This is going to be hard to answer, because what we consider gameplay is a simple term we use to try and describe what are complex moving parts. Gameplay isn't just interacting with the pieces. Chess is played in both the board and the mind, and video games are no different.
To illustrate this, I think adding a charge to Sharpcast is equivalent in scope to the situation that Kaiten was in, and if you're skeptical to how that can be, I wouldn't blame you. The two fulfill different purposes, but to me, what matters is whether or not the ability in question can be argued to have multiple positive uses, with which to say: Whether or not the ability has choice.

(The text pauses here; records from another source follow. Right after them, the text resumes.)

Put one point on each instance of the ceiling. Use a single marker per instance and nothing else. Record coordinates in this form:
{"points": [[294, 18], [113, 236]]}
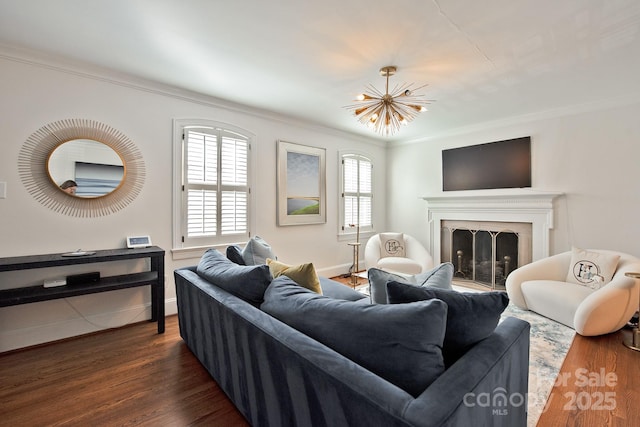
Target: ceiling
{"points": [[483, 61]]}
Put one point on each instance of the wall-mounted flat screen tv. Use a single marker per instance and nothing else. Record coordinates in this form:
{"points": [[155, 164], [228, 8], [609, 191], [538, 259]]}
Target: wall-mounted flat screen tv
{"points": [[501, 164]]}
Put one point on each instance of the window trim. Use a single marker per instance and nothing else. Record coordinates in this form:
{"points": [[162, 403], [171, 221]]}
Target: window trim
{"points": [[348, 233], [179, 249]]}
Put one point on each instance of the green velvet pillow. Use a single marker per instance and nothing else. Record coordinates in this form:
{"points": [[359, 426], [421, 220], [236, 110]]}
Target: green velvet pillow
{"points": [[471, 317], [389, 340], [304, 274]]}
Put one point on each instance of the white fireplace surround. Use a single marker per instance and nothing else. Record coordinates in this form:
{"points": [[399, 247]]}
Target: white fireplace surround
{"points": [[517, 205]]}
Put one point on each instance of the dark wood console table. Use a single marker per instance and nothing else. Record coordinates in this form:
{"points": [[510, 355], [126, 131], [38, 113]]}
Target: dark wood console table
{"points": [[153, 278]]}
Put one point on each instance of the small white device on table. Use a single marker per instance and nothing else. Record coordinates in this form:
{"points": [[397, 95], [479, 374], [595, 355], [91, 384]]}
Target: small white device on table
{"points": [[633, 342], [138, 242]]}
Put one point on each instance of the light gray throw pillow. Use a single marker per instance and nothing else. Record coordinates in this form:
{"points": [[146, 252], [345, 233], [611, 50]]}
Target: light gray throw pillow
{"points": [[256, 251]]}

"Choice" in game design isn't the binary of "you do/do not". Choice in game design is the idea that when a player comes to a fork in the road during the game, you can list positives to both selections.
This is primarily why I and others say that Kaiten doesn't have choice, because the Kenki bar is ultimately a potency gauge, and the use of Kenki is therefore determined by what gives you the most potency per Kenki. On the surface level, this means Kaiten serves an important role for resource management - But the reality of the matter is that the deeper you dig for it, the less truth that actually holds. There is no "choice" in Kaiten, there's only optimization. There is no positive argument to make to skip Kaiten on Iaijutsu or Ogi. The fork in the road has one path, and one pitfall.
You don't make choices, you make mistakes.
As far as Sharpcast is concerned, Sharpcast and kaiten are similar in that Sharpcast is an action enhancer. It specifically targets Thunder, Fire, and Paradox. You use Sharpcast to enhance one of those. The difference being is that the intent and the result of Sharpcast isn't the same as Kaiten.
Kaiten enhances Iaijutsu, and any time that you could kaiten and didn't, you fell into the pitfall. Sharpcast on the other hand, due to the enhancement it provided (Guaranteed Spell proc), means that the result of using Sharpcast is ensuring a tool you might otherwise randomize into - In other words, it wasn't necessarily a DPS increase - It was the guarantee of an otherwise random event, and that random event had further uses.
1 Charge Sharpcast had choice. You had positive arguments you can make for delaying Sharpcast use, the design of Black Mage also allows pre-emptive use, as well as which spell you were goin to benefit from - Firestarter easing your AF timer, which had arguments to be made depending on the fight, or guaranteeing your TCloud, for more raw damage.
However, adding charges to sharpcast (And changing thunder) removes that. The only answer is Sharpcast Tcloud for your basic Sharpcast usage, and you have an extra Sharpcast just in case. The nuance and the choice is removed. That subtle mini-game within Black Mage's rotation is now gone, and we're talking about the result of what many could, rightfully, argue is a positive change, but you end in what is effectively the same result - There is only one answer for Kaiten, and there is only one answer for Sharpcast.
This also applies to adding charges to Triple Cast.
Black Mages changes don't necessarily change your inputs. Your standard rotation and the byways players come up with still exist, but it's the process in the backend that changes over the years, and it has made the job easier, less complex, and more forgiving, completely ignoring the actual mechanical changes of the job that have done the same. There is no debating this.
It is likely something you will not notice if you start the job now, because you will not have spent the time at each level cap to note how each cap increase changes this. This is the crux of the issue I have - These are, almost inarguably, positive changes to Black Mage, and yet I dislike them. I already wanted to dial some of it back in Shadowbringers with the addition of Xenoglossy and Sharpcast's recast reduction, because while Black mage is seen as the "Turret caster", they are nearly as mobile, and sometimes more so, than two of the Ranged DPS, ignoring just running around because they can.
Ask 10 different people what their job identity is and you'll get both 10 different answers.
To me, Samurai was a flexible melee attacker with only a few hardpoints in its rotation that you worked around, compared to, at the time, dragoon monk ninja who all had fairly strict rotations. The "Filler" rotation of Sticker generation was actually filler, because Hagakure was used to turn those stickers into Shinten. Kaiten and Midare were filler. Process that for a moment.
4.0 Kenki was the Shinten bar.
Perhaps that is where this apathy towards Shinten spam comes from. Just feels a little bit more like how it used to be.